Managers in Partnership chief executive Jon Restell told HSJ the government’s decision to “ignore” its own advisory body raised questions about “whether it was sensible” for politicians to be involved in decisions over pay, particularly at election time.

He said the body’s recommendation would cost just £40,000 nationally, but had been ruled out for political expedience.

The review body report says it also has “particular concerns” about potential recruitment problems for London PCTs as the senior pay framework links pay to the size of organisations and London PCTs are smaller.

It predicts recruitment problems as longstanding London senior managers - whose contracts and pay predate and therefore exceed the framework - leave their posts and need to be replaced by managers working at a lower rate.

A London PCT chief executive told HSJ: “It’s always difficult to bring new people into London because of the cost of living… it tends to restrict us to the same talent pools”.

HSJ understands some PCTs feel NHS London is making matters worse by interfering when salaries are being set for vacant posts.

Frank McKenna, head of NHS and health services at recruitment consultancy Harvey Nash, said: “Experience would seem to suggest that a number of other SHAs have been somewhat more flexible.”
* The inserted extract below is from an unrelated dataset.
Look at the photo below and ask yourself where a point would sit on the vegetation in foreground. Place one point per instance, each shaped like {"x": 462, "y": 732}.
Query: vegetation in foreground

He added: “The difficulty we have at the moment is [very senior managers’ pay] acts as a deterrent to those in mental health or the acute sector to want to go back into primary care. It feels very passive, rather than a focus on how we move talent around in the NHS.”

The Department of Health hopes a job evaluation framework will fix many of the problems, but this is “unlikely to be implemented until the third quarter of 2010 at the earliest”, the report says.